The human role of PPC is changing. What we need to do now is to guide the machines toward our client’s goals, and not to interfere with the machines unnecessarily. There are things that it does better than humans, such as real-time bidding and looking for patterns within large data sets.
However, it still needs valuable human inputs such as ensuring the best ad assets are fed and continually optimized. Ad messaging, goal setting, and just overall watching over the machine to make sure it is doing the right things.
Leveraging on Machine Learning in Google Ads is the only way to thrive. Humans must guide machines like how a pilot watches over a plane on autopilot, stop trying to “beat” them or resist them when they are in fact on the same team as us.
To close out this length post, here’s another article about a more recent accomplishment of Google’s DeepMind.

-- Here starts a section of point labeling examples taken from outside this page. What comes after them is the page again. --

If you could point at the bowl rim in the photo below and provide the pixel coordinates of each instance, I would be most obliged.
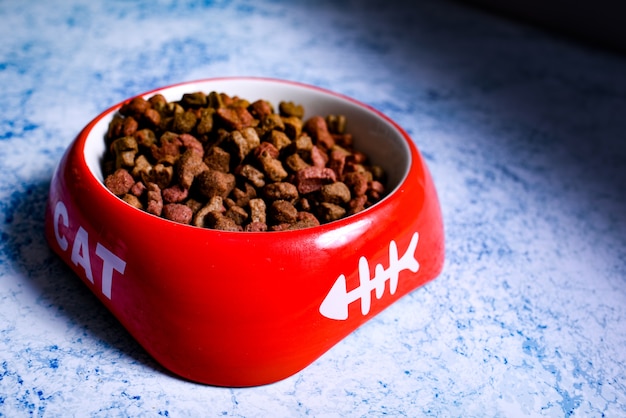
(413, 157)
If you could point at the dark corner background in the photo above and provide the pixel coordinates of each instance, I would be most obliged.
(596, 23)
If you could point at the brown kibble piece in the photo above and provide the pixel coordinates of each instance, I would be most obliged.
(336, 192)
(215, 183)
(281, 191)
(132, 200)
(282, 211)
(258, 211)
(124, 149)
(330, 212)
(237, 214)
(311, 179)
(273, 168)
(316, 127)
(235, 118)
(135, 107)
(178, 213)
(219, 161)
(120, 182)
(188, 166)
(174, 194)
(155, 200)
(214, 205)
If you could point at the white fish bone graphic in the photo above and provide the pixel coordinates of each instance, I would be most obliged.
(335, 304)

This is a news article published in 2019 by Nature. DeepMind’s AlphaStar beat all but the very best humans at the fast-paced sci-fi video game. AlphaStar has achieved a grandmaster rating in an online game StarCraft II, after it was unleashed on the game’s European servers, placing within the top 0.15% of the region’s 90,000 players. Furthermore, the artificial algorithm has managed to beat the world’s best players in a fraction of the time that the players took to master.
And in same article, I quote, “In StarCraft II, experienced players multitask by managing resources, executing complex combat maneuvers and ultimately out-strategizing their opponents. Professionals play the game at a breakneck pace, making more than 300 actions per minute. The machine-learning techniques underlying DeepMind’s AI rely on artificial neural networks, which learn to recognize patterns from large data sets, rather than being given specific instructions.”
Even though an online game has no direct correlation to the real-life business of PPC, let us use this example as a reminder to stop hindering our ML with human-induced limitations and let it do what it is best at.